In the summer, they are only reachable by a two day horse trek from the nearest town, Tsagaannuur (White Lake). It takes about four days to reach them from Ulaanbaatar. Their winter camp is much more accessible. They move closer to the town and the ground, which is terribly boggy in the summer, is frozen, allowing for people to come by car.
The Tsaatan divide into two groups in the winter. One moves to the western part of the forest, the other to the east, what they call ‘West Taiga and East Taiga’. We visited the community in the East Taiga, a group of about 18 families. Although, 8 of the families were spending the winter in town where their children went to school.
The camp consisted of two cabins and ten teepees, each with a solar panel outside and a small stove inside. When we arrived, all but two of the men had just left with the male reindeer. They were on a two week journey to locate the female reindeer who they had let wander wild a month earlier. The half-empty camp meant a leisurely visit.
Every morning we arose with the sun around 9:00. We stayed with a Tsaatan family in their small one room cabin, seven people in total. When one person decides it’s time to get up, everyone wakes up. Once we had made our beds, transforming the sleeping area into a living room, we drank tea mixed with reindeer milk and munched on some cookies or bread. The women would wander out into the forest and fill a large bag full of snow, which they would then melt for water throughout the day. Other daily chores included retrieving and cutting firewood, carving reindeer antlers to sell during tourist season, sewing and mending various items, and cooking. They fill their free time by visiting each other’s urts and cabins for some tea and conversation. Dinner was served once the sun went down (around 5:00) and was some form of meat (in our case, moose), with noodles or rice. It’s not the most luxurious meal, but in the frigid temperatures meat and carbs were more than welcome.
It might be easy to think that because the Tsaatan are removed from society, living off of what they can herd or kill, that they might be out of touch. Not so.
Nearly everyone seemed to have a cell phone, which they kept charged on car batteries or via solar power. Members from the East and West Taiga call each other on a ham radio each day to check in and joke around. And the two cabins, erected a couple years ago, each had a television where community members would gather after dinner to watch a show on one of the 20 plus channels they received. The favorite choice was a Korean period drama popular throughout Mongolia.
On our third night with the family, we were all sitting around the cabin. Some were chatting, my travel companion was writing, I was crocheting, and the man of the house was flipping through channels. You can imagine my surprise, and indeed, excitement when I heard a familiar voice on the screen. She was faint, and dubbed over in Mongolian, but nonetheless it was her. It was that unmistakable voice of Snooki. That’s right. I had traveled thousands of miles from Ulaanbaatar to visit one of the most remote communities in the world, and there was the cast of the “Jersey Shore”. JWoww, Pauly D, The Situation, Sammy, everyone.

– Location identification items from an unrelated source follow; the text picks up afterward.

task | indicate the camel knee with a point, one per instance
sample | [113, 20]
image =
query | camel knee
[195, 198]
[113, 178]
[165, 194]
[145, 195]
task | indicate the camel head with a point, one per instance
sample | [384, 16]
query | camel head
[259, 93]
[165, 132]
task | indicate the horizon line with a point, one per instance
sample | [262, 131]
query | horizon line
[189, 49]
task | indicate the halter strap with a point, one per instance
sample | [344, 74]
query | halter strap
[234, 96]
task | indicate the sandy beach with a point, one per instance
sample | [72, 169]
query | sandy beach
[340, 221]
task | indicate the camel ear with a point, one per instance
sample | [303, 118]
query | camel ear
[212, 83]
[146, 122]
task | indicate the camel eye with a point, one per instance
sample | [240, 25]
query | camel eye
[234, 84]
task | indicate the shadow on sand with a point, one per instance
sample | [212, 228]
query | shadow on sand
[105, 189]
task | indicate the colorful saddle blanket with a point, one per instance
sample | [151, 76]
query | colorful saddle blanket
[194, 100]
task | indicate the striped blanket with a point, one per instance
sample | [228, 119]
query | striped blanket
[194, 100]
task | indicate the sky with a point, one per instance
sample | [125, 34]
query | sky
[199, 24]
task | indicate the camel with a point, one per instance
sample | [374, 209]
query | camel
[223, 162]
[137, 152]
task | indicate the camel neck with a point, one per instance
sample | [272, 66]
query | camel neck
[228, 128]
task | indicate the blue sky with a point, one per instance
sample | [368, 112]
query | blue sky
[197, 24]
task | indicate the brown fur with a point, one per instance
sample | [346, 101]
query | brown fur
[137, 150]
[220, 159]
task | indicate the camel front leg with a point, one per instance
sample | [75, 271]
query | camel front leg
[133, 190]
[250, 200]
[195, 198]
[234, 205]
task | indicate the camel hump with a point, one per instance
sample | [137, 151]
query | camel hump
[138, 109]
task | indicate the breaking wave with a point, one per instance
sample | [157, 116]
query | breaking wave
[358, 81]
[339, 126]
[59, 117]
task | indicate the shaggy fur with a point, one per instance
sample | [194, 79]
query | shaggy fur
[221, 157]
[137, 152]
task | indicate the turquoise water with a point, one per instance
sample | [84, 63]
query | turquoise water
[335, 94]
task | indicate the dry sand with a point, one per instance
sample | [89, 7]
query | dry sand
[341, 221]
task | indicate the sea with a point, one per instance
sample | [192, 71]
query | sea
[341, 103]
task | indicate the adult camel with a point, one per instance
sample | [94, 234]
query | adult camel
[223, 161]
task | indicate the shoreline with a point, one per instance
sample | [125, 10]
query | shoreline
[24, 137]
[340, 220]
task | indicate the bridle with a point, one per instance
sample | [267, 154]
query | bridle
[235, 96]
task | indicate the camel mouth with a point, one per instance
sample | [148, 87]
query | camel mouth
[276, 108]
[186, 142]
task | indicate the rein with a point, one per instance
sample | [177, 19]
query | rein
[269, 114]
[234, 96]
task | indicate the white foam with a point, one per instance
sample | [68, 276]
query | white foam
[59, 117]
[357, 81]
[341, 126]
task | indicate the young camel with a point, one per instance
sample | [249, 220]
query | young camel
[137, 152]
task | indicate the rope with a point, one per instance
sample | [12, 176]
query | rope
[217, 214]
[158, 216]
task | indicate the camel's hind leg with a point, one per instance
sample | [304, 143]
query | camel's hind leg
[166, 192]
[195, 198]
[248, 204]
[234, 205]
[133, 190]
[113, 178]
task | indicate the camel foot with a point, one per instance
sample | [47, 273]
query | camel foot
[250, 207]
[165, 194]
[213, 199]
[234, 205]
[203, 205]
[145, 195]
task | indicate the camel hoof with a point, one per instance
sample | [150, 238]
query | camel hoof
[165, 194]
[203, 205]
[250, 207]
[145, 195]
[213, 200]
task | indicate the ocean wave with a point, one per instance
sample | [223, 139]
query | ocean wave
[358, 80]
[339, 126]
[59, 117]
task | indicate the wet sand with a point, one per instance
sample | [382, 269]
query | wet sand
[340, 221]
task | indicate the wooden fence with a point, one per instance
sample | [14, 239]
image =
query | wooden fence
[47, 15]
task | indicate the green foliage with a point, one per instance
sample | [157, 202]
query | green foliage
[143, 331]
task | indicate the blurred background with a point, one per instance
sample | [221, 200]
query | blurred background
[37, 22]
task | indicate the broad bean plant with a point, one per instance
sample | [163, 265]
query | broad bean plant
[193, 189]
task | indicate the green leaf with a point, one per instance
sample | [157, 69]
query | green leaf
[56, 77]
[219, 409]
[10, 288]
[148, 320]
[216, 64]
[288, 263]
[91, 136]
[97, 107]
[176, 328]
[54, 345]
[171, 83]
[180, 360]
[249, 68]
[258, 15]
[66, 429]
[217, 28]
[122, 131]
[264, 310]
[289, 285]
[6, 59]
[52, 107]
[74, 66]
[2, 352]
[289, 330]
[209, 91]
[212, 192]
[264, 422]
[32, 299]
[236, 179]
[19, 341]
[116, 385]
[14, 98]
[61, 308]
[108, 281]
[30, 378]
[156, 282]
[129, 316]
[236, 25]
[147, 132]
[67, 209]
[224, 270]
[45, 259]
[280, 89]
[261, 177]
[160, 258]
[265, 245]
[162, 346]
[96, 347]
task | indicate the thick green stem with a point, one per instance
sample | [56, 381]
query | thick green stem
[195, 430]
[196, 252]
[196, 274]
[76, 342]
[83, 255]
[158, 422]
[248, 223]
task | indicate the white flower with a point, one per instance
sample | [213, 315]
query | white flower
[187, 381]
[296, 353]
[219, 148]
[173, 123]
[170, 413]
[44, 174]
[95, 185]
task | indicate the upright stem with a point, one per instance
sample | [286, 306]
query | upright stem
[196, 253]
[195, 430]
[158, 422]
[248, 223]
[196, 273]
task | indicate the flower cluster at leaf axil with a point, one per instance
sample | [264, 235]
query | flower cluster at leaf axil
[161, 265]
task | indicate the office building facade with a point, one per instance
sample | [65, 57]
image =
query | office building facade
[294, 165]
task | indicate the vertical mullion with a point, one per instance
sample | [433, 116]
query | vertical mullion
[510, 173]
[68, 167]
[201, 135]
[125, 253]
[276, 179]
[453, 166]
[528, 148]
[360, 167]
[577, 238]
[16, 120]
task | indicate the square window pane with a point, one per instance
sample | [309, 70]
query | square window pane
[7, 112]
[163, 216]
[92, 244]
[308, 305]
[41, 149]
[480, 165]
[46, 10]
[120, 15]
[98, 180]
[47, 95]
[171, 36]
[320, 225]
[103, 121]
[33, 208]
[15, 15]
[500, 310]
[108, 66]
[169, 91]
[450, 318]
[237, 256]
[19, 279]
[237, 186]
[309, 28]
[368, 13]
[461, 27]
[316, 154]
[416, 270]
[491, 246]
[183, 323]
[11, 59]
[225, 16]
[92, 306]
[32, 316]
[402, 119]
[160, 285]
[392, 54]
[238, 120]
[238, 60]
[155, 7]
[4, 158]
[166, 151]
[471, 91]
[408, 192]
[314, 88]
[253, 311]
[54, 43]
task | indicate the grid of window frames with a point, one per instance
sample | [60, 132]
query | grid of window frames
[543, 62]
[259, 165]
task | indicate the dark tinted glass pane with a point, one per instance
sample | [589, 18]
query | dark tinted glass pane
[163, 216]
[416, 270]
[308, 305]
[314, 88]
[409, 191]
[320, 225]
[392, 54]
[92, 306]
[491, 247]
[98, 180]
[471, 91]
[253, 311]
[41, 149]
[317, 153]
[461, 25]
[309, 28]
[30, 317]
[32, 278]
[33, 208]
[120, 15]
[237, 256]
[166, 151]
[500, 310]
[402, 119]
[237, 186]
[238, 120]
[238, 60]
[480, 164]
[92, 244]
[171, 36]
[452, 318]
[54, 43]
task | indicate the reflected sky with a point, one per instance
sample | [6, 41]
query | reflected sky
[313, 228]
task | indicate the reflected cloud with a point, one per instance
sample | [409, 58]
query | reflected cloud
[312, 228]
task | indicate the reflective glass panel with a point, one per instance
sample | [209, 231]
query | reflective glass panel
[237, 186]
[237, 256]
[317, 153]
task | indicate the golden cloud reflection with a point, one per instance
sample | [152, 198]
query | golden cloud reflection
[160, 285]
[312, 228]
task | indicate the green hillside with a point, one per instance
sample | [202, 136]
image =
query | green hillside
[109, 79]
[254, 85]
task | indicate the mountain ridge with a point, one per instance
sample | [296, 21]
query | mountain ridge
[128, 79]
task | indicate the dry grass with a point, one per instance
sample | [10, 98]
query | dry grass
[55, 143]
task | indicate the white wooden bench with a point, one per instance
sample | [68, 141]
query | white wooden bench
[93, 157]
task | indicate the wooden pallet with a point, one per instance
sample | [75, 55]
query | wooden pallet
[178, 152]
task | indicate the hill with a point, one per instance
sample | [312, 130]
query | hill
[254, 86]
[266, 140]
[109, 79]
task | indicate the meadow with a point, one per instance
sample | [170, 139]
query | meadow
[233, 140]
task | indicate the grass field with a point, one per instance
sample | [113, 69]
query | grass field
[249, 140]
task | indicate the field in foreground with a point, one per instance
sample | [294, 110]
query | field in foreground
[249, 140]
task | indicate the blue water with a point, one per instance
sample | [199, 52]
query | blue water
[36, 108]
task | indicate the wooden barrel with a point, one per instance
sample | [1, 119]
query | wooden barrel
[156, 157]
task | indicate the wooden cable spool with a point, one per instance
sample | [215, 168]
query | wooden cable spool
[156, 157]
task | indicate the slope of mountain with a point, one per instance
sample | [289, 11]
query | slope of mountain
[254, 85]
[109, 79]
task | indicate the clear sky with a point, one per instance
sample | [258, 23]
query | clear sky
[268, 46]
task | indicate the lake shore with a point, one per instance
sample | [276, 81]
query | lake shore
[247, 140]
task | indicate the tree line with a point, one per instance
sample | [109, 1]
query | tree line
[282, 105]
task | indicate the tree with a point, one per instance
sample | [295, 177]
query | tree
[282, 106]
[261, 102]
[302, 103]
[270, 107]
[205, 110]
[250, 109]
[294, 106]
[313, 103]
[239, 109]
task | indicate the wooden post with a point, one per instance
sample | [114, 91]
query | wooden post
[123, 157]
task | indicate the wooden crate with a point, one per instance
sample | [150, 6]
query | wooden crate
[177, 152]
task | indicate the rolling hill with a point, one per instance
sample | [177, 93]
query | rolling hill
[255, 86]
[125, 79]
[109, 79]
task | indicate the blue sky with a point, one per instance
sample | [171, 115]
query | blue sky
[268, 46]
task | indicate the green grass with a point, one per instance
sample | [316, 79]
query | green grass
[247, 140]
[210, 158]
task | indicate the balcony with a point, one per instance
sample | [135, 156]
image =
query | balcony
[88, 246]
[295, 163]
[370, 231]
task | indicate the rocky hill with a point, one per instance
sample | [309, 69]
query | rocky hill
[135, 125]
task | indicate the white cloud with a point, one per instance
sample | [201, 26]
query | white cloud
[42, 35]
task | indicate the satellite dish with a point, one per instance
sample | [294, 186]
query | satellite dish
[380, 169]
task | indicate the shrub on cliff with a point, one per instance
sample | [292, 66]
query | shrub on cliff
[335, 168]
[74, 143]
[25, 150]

This is globalization at its purest.
It must have been bizarre for the Tsaatan family to watch it. The two groups of people couldn’t be more different. The characters on the television show lead a hedonistic lifestyle, seemingly unable to do even a few hours of legitimate labor. The Tsaatan, on the other hand, ration their flour to ensure it lasts them through the winter. I wonder if they had a similar reaction to watching “The Jersey Shore” as Americans might have to watching a show on National Geographic about Mongolian reindeer herders.
By the final night with the Tsaatan, my companion and I had grown quite comfortable with our family. We joked, played music, and managed to have very basic conversations (I only had three months of Mongolian language lessons under my belt). It was truly refreshing to feel so at home in a place that was so far away.
Still, I am not sure if I could live that lifestyle. It’s not easy to live so close to the land, so far from the things we take for granted: running water, central heating, access to medical care, etc. And yet, there’s something so freeing about only having enough possessions that will fit in a 10 foot diameter teepee.